Elite performers take less than one day.
High performers take between one day and one week.
Medium performers take between one week and one month.
Low performers take more than one month.

Since these are generalized benchmarks, all the usual caveats apply. Your mileage may vary, especially in highly regulated industries.

Change Failure Rate (CFR)

The change failure rate is the percentage of production deployments that result in failure requiring immediate follow-on fix. The formula is simple: failed deployments divided by total deployments for the period in question.

Where deployment frequency and lead time for changes are measures of throughput and speed, respectively, change failure rate measures the quality of your throughput and speed. DORA’s benchmarks for change failure rate:

Elite performers: 0-15%
High performers: 16-30%
Medium performers: 31-45%
Low performers: 46%+

Mean Time to Recovery (MTTR)

The mean time to recovery (MTTR) is the measure of how long it takes for your team to recover from a failure that occurred in production. This includes the time it takes for you to detect the issue, to fix it, and even the time it takes to deploy the fix.

The formula here is total downtime due to failures divided by number of failures for the period in question. DORA’s benchmarks for this are:

Elite performers: Less than one hour
High performers: Less than one day
Medium performers: Less than one week
Low performers: More than one week

Note that this is about the downtime that is experienced due to failures. If you run a project where the idea of downtime makes little sense—some blockchains, for example—then this metric may have a slightly musty feel to it.

DORA’s focus is a feature and a bug

Given DORA’s roots in DevOps, it’s natural that the metrics focus on the “last mile” of software delivery: how code makes its way into production. This is plainly material to software teams, and having a way to measure deployment efficiency matters. The popularity of DORA speaks for itself.

If there’s a mistake sometimes made with DORA, it’s in confusing the part for the whole. DORA measures the efficacy of a specific slice of software delivery: deployment. But there’s a lot of work that precedes the merge-to-release phase, and software teams (as well as our business stakeholders) want to understand the health of the overall picture.

What does this whole picture look like? Well, at its most elemental, engineering’s job is to take ideas and turn them into working software. Ideas come in, and as quickly and efficiently as possible, we want to render these ideas in an experience that delights users.

This means at the macro we want to understand:

Demand: how many new work requests are coming in, and how that demand is changing over time.
Speed: how long does it take us to deliver against these requests, not just the deployment piece, but from the time we start work.
Throughput: deployment frequency matters here, of course, but so does the overall quantity of work delivered, and how that changes over time.

For each of these, there are underlying diagnostic metrics to help understand. The DORA metrics contribute to our understanding of what may need attention in our speed and throughput. But there are other diagnostics that matter too. For instance, our speed is impacted as much or more by our flow efficiency as it is our lead time for changes.
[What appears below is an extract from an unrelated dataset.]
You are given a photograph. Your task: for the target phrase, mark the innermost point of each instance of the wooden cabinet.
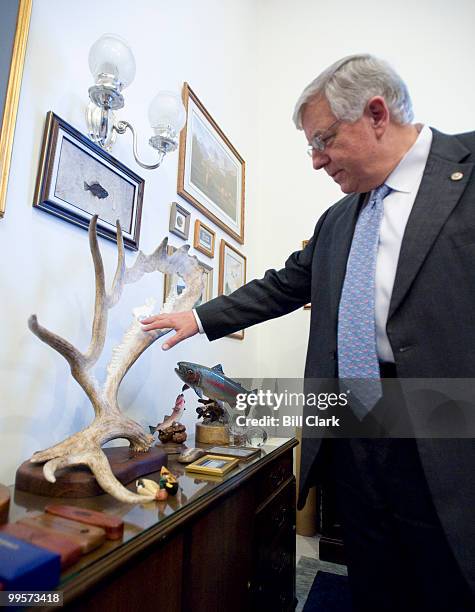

(It’s also essential to know how these metrics change over time. For example, knowing your average speed–i.e. cycle time–is, say, nine days is one thing. But what you really want to know is: how does that compare to our history? If last quarter, our cycle time was 18 days, we feel pretty good—we’ve cut it in half! If last quarter, the average cycle time was four days, that produces a different kind of feeling…)

This whole-picture reality is exactly what Socratic instruments. What DORA measures is helpful and useful, as long as we remember the bigger picture is exactly that.